When people talk about student achievement in Massachusetts, it’s usually in the context of how well the state is doing compared with others. But a new report suggests that Massachusetts has no cause to rest on its laurels. Noting that 43 percent of its 3rd graders are not reading on grade level (based on state test results from 2009), the report delves into the “external and in-school barriers to reading achievement.” It also makes the case for a “major, comprehensive refocusing” of the state’s efforts to improve children’s language and literacy development from birth to age 9.
Commissioned by the Boston-based nonprofit Strategies for Children, the report provides five core recommendations to ensure “measurable” improvements in reading outcomes for Massachusetts students. They include:
• improving the intensity and effective implementation of reading and language interventions for children;
• conducting early and ongoing assessments of children’s language and learning skills, as well as the quality of services and supports they receive;
• redefining professional education to increase adults’ capacity to assess and support children’s language and reading development (and by adults, the report means not just teachers, but child-care providers, health-care professionals, and others who work closely with children);
• bringing “language-rich, rigorous, and engaging reading curricula into early education and care settings, as well as PK-3 classrooms"; and
• expanding and strengthening work with families across learning settings and within communities.
“So in pursuit of better reading outcomes, we need to take a more scientific and a more preventive approach,” declares the report, whose lead author is Nonie K. Lesaux, an associate professor at the Harvard Graduate School of Education. “We need to alter our course, and this involves revisiting some basic assumptions and practices.”
“This is not about sounding an alarm; it is about ringing the bell louder, so that our policymakers, philanthropists, educators, medical professionals, business and community leaders, parents, and caregivers take note,” the report adds. “We
must pull our at-risk readers along and we must push all readers forward. It is time to turn the page.”
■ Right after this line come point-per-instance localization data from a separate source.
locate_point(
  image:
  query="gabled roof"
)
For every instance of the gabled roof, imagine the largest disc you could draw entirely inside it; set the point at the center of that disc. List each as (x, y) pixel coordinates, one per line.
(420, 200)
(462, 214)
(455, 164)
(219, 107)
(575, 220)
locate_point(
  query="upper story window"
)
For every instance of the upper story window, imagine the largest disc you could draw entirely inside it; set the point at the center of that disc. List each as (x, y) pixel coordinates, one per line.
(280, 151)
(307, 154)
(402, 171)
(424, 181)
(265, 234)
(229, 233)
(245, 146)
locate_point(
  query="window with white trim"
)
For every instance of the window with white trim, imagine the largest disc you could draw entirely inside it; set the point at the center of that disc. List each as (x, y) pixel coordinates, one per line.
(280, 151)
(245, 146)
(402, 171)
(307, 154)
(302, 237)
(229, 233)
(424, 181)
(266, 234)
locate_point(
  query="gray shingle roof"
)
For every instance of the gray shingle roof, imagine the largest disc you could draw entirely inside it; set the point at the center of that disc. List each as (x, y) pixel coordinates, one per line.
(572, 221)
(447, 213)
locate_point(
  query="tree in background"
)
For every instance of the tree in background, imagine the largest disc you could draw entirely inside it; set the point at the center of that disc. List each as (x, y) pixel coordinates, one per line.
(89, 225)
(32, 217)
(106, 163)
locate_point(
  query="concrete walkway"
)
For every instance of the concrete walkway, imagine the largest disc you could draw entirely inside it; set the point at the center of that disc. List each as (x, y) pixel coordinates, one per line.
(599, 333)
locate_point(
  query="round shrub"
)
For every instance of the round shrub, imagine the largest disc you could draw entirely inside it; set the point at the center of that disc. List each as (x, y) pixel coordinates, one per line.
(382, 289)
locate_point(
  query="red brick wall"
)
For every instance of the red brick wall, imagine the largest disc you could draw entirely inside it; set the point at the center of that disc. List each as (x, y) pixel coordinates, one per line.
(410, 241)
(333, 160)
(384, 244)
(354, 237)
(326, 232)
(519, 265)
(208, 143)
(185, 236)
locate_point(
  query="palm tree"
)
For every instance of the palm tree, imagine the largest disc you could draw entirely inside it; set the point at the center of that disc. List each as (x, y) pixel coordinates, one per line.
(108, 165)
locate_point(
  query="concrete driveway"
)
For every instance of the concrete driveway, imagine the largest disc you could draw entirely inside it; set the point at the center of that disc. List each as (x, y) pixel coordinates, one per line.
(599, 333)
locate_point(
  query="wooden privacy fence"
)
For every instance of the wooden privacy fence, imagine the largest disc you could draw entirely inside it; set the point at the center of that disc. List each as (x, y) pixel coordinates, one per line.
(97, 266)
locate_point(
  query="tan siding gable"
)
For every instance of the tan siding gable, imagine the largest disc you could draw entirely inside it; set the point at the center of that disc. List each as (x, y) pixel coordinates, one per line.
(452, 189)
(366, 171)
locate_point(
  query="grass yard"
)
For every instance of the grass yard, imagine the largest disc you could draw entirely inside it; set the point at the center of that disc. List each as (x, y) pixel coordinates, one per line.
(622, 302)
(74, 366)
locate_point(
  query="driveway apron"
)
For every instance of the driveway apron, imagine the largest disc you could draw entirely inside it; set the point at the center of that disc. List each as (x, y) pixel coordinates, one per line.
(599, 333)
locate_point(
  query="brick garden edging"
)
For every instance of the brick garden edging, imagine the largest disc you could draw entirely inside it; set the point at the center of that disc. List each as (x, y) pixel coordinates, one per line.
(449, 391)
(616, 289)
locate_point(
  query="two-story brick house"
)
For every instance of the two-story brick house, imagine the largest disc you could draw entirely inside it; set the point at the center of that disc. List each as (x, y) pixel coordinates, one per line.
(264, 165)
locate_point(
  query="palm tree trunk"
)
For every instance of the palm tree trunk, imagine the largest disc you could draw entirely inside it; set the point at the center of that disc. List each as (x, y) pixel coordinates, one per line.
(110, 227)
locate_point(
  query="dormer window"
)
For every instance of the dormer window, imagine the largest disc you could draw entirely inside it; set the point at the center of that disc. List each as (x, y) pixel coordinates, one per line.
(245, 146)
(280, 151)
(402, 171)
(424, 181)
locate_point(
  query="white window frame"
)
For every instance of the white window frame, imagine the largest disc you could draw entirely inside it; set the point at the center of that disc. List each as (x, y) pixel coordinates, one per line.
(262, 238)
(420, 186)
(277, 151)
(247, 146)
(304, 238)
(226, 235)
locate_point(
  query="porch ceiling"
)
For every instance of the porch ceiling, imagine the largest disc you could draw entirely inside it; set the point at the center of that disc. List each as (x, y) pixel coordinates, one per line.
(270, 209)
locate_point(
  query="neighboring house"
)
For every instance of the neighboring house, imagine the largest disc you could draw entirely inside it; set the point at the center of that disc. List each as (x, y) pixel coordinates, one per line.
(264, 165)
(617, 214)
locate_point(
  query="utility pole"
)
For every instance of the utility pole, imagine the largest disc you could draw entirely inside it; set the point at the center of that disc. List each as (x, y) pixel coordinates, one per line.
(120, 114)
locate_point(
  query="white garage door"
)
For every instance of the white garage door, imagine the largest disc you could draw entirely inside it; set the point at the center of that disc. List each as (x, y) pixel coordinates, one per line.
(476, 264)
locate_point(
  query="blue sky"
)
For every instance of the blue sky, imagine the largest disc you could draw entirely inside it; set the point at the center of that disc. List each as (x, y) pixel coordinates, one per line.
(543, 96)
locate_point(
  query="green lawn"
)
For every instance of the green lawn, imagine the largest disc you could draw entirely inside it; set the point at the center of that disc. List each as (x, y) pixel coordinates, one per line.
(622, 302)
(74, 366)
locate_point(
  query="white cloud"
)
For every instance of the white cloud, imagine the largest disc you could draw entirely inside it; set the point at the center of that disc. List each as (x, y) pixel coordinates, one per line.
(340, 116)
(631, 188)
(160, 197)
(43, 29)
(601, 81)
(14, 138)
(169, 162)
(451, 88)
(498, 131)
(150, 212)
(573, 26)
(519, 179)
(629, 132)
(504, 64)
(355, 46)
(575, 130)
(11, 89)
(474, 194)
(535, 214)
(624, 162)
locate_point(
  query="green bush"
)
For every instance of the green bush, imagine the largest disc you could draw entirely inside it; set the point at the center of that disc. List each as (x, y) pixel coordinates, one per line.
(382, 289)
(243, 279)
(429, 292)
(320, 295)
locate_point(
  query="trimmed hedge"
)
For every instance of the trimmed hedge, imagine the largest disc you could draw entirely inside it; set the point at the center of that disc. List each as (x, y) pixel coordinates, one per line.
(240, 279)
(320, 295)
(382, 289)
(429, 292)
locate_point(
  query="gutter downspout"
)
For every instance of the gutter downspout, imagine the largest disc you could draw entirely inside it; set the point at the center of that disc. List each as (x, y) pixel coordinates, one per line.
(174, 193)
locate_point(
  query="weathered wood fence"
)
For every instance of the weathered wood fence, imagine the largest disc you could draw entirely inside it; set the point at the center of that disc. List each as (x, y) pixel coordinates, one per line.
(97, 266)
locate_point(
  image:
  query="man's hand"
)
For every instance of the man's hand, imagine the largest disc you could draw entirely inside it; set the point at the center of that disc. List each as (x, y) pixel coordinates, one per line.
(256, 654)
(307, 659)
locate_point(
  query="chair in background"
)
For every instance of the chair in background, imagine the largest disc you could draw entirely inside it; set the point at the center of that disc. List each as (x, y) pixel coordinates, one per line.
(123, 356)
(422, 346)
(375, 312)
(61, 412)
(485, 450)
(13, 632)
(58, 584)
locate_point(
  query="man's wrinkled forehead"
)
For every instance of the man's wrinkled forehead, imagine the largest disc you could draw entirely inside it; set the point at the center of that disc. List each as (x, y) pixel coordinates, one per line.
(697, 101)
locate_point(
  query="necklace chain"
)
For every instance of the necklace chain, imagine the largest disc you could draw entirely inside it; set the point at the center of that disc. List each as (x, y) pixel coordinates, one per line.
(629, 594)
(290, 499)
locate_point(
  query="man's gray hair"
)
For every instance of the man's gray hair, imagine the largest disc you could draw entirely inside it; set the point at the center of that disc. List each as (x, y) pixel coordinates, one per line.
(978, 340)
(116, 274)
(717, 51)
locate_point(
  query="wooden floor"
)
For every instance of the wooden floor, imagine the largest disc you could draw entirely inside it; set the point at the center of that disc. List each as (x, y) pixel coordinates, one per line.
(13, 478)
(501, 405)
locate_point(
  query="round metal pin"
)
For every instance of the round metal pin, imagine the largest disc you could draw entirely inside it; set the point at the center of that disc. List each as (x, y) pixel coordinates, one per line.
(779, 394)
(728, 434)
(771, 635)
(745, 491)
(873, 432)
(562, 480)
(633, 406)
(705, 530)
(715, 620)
A story about the study from the Boston Globe notes that Massachusetts Secretary of Education Paul Reville praised the report as a “very important call to action,” and acknowledged the challenges of addressing reading proficiency within a tight budget. This year, Massachusetts provided cities and towns $4 million for literacy programs, the story notes.
“Right now we don’t have nearly as much money as we’d like to have to do the kind of work that we’d want to do in early literacy,’' Reville said, according to the Globe story.